Home Cultura Streaming redefine hábitos culturais e altera como brasileiros consomem filmes e séries

Streaming redefine hábitos culturais e altera como brasileiros consomem filmes e séries

Tempo de Leitura: 5 minutos

 

  • A era do vídeocassete e das locadoras de vídeo no Brasil floresceu principalmente nas décadas de 1980 e 1990, com a introdução dos primeiros videocassetes nacionais em 1982;
  • O auge da popularidade durou até o início dos anos 2000, quando o surgimento dos aparelhos de DVD  e Blue-ray; e
  • A internet e os serviços de streaming, especialmente após a chegada da Netflix em 2011, foram o fator determinante para o desaparecimento gradual das locadoras. 

Antes dos serviços digitais conquistarem espaço no dia a dia, assistir a um filme significava um ritual: escolher a sessão no cinema, enfrentar filas e mergulhar na experiência coletiva da sala escura. Nos anos 1980 e 1990, o videocassete e as fitas VHS democratizaram o acesso doméstico, permitindo rever produções favoritas quantas vezes fosse necessário. Logo depois, os DVDs ofereceram imagem mais nítida e praticidade. O avanço seguinte veio com o Blu-ray, que prometia alta definição em discos compactos.

Paralelamente, canais de TV por assinatura ampliaram a oferta de entretenimento, trazendo séries e filmes diretamente para dentro de casa. Esse caminho abriu terreno para o atual reinado: os serviços de streaming, que transformaram radicalmente a forma como os brasileiros consomem vídeo.

De acordo com levantamento inédita da Nexus Instituto de Pesquisas, sete em cada dez brasileiros das classes A, B e C (72%) utilizam algum serviço de streaming de vídeo. O levantamento mostra que, entre os assinantes, 27% optam por apenas uma plataforma, 26% contratam entre duas e três, e 19% acumulam quatro ou mais assinaturas. Este último grupo é formado, sobretudo, por pessoas da classe A (44%), com ensino superior completo (29%) e moradores do Norte e Centro-Oeste (24%).

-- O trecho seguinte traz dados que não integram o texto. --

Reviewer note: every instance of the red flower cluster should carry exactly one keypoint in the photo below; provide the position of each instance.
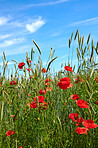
(48, 80)
(96, 102)
(20, 65)
(9, 133)
(87, 123)
(44, 70)
(68, 68)
(78, 80)
(42, 92)
(82, 103)
(75, 96)
(64, 83)
(13, 83)
(29, 61)
(42, 103)
(28, 69)
(96, 79)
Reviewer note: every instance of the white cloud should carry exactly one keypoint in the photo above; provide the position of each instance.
(5, 36)
(4, 20)
(19, 50)
(46, 4)
(93, 20)
(16, 23)
(7, 43)
(35, 25)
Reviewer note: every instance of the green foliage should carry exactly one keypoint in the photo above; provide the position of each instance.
(51, 127)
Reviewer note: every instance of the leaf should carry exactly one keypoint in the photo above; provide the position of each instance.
(92, 51)
(76, 34)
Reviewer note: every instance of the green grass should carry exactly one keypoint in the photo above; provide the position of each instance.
(51, 127)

Já os que ficam restritos a uma única assinatura são, em sua maioria, integrantes da classe C (32%), solteiros (34%), residentes do Nordeste (35%) e pessoas fora da População Economicamente Ativa (37%). O cenário demonstra uma segmentação clara do mercado, refletindo renda, perfil demográfico e hábitos regionais.

Netflix segue como líder

Entre as plataformas, a Netflix é a mais popular, presente em 59% das assinaturas das classes A, B e C. O serviço domina sobretudo no Sul (78%), entre brasileiros da classe A (71%) e com ensino superior (71%). Em seguida aparecem Prime Video (33%), Globoplay (26%), HBO Max (22%) e Disney+ (22%).

Marcelo Tokarski, CEO da Nexus, explica que a influência da Netflix vai além do número de assinantes formais: “A plataforma tem cerca de 25 milhões de contas ativas, mas alcança mais de 70 milhões de pessoas no Brasil. É uma presença que já faz parte da cultura audiovisual do país”.

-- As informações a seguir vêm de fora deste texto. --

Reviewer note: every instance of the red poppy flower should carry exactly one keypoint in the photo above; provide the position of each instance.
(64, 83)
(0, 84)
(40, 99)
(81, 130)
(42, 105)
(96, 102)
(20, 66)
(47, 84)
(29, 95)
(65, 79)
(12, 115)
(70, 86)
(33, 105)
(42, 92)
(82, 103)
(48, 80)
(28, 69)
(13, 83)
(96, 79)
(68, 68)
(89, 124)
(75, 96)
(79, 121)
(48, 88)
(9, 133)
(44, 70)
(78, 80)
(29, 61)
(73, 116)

A pesquisa ainda mostra que 48% dos entrevistados consideram a Netflix a melhor e mais completa plataforma, com destaque para a variedade e qualidade do catálogo. O serviço também aparece no top 3 de 76% dos respondentes. A preferência é maior entre mulheres (83%) do que homens (69%), e entre os mais ricos (85%).

O Prime Video é o segundo mais citado no ranking de prediletos, lembrado por 48% dos entrevistados, sobretudo entre a classe B (61%) e pessoas com ensino superior (60%). Já a Globoplay completa o pódio, sendo destaque entre os baby boomers (46%), a geração X (43%) e moradores do Sudeste (40%).

O que o brasileiro busca no streaming

Filmes são a opção preferida de 81% dos entrevistados, seguidos por séries (73%), noticiários (27%) e documentários (26%). Na sequência, aparecem novelas (22%), esportes (22%), conteúdo infantil (14%), shows musicais (9%) e reality shows (7%).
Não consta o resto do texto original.